FLORHAM PARK, N.J. –- Chris Ivory is on pace to shatter his career high in carries, and the running back’s physical running style can take its toll.
That is one reason why the New York Jets' workhorse has taken to acupuncture as part of his weekly rehab regimen. Twice a week, the bruising 6-foot 222-pound back has needles stuck into him in an effort to help him feel fresh, pain free and recover.
“If you know a little bit about it, it does (seem like something that works),” Ivory said when asked about if the treatment works. “It is something that gets deeper in the muscle than your normal deep-tissue massage. So far that has worked for me.”
The Mayo Clinic describes acupuncture as a treatment that “involves the insertion of extremely thin needles through your skin at strategic points on your body. A key component of traditional Chinese medicine, acupuncture is most commonly used to treat pain... many Western practitioners view the acupuncture points as places to stimulate nerves, muscles and connective tissue. Some believe that this stimulation boosts your body's natural painkillers and increases blood flow.”
Ivory first started using acupuncture when he joined the Jets in 2013. He says he usually undergoes the treatment on Monday and Friday each week.
The Jets want to do all they can to keep their bruiser fresh. Ivory has already carried the ball 156 times for 643 yards and six touchdowns through eight games. Last season, Ivory had a career-high 198 carries for 821 yards and six touchdowns in 16 games.
Ivory exploded for 166 and 146 yards against the Dolphins and Redskins, respectively, in Weeks 4 and 6 (the Jets had a bye in Week 5). But in the Jets’ following three games, Ivory gained a total of 84 yards and two touchdowns. He rebounded with 99 yards against Buffalo last Thursday, but the Jets are cautious about wearing their bell cow out.
“You go into a game with a specific number,” head coach Todd Bowles said of Ivory’s carries. “But if he’s rolling and he’s having a good day and you like what he's doing, you keep feeding him. Obviously, if we got to throw the ball more, his carries will drop a little bit.”
Ivory is averaging 19.5 carries per game. While he averages 4.1 yards per carry this season, he averaged just 1.1 yards per carry in the Jets’ two games against Oakland and Jacksonville prior to his 99-yard game against Buffalo.
“I feel good,” Ivory said. “Just have to continue to stay doing the things that have been helping me and just continue my rehab program and see how far it takes me.”
That program has consisted of cold tub, hot tub, maintenance exercises and treatments, acupuncture, massage and daily hydration. Ivory said he tried dry needling treatment before giving acupuncture a try.
“I tried dry needling before and that didn’t work so well with me,” Ivory said. “It just depends on the person and technique. (Dry needling) is more like targeting one area, and the needs in that muscle versus acupuncture.
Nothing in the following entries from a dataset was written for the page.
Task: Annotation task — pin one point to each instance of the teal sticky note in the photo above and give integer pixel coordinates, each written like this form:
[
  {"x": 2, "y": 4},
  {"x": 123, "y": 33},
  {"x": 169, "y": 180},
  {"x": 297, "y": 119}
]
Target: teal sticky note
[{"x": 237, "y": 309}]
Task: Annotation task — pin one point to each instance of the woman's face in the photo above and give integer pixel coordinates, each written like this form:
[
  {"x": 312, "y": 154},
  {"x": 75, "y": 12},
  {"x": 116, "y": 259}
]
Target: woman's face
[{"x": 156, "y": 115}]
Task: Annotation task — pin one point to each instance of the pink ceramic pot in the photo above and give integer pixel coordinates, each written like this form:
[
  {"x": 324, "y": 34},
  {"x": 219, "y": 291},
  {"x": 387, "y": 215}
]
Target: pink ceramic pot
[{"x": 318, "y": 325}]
“It is very similar but acupuncture I guess they hit a few different main muscle trigger points in the body. Let’s say one main muscle, they follow all the muscles that follow that main muscle and everything around it, which brings in new blood within the area.”
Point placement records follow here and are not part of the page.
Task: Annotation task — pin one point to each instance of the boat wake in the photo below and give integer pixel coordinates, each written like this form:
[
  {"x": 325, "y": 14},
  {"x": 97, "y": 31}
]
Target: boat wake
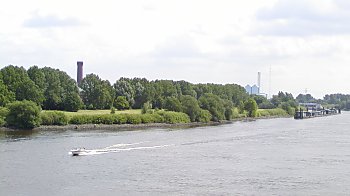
[{"x": 113, "y": 148}]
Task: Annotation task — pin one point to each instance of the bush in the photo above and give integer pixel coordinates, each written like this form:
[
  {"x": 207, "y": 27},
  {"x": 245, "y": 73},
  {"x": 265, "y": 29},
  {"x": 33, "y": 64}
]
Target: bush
[
  {"x": 146, "y": 108},
  {"x": 119, "y": 118},
  {"x": 174, "y": 117},
  {"x": 23, "y": 114},
  {"x": 235, "y": 113},
  {"x": 112, "y": 110},
  {"x": 134, "y": 119},
  {"x": 121, "y": 103},
  {"x": 204, "y": 116},
  {"x": 81, "y": 119},
  {"x": 152, "y": 118},
  {"x": 53, "y": 118},
  {"x": 102, "y": 119},
  {"x": 3, "y": 113}
]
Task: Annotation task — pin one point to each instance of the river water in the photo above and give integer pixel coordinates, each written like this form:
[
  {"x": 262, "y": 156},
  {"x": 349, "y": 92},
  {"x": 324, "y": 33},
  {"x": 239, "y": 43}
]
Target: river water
[{"x": 263, "y": 157}]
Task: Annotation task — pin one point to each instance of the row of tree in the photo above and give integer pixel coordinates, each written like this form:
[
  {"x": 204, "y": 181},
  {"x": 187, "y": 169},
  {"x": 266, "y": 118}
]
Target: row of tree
[{"x": 53, "y": 89}]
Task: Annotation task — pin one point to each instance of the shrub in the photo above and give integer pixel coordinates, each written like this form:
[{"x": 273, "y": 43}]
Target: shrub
[
  {"x": 235, "y": 113},
  {"x": 53, "y": 118},
  {"x": 112, "y": 110},
  {"x": 119, "y": 118},
  {"x": 204, "y": 116},
  {"x": 134, "y": 119},
  {"x": 174, "y": 117},
  {"x": 146, "y": 108},
  {"x": 23, "y": 114},
  {"x": 121, "y": 103},
  {"x": 81, "y": 119},
  {"x": 3, "y": 113},
  {"x": 102, "y": 119}
]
Even the muscular Ivory admits to feeling the pain of the needles being poked into him.
“It is painful,” Ivory said. “But after a while, well for me, I’ve gotten a little, I don’t want to say used to the pain but I am able to deal with the pain better than I was before.”
Cornerback Darrelle Revis says he also uses acupuncture as a treatment.
“It is fine,” Revis said of acupuncture. “It has its upside and downside to it. But that's something I use in the offseason.”
Ivory admits he was initially skeptical of acupuncture when he first tried it, but not anymore.
“Like I said, it has helped me so far,” he said.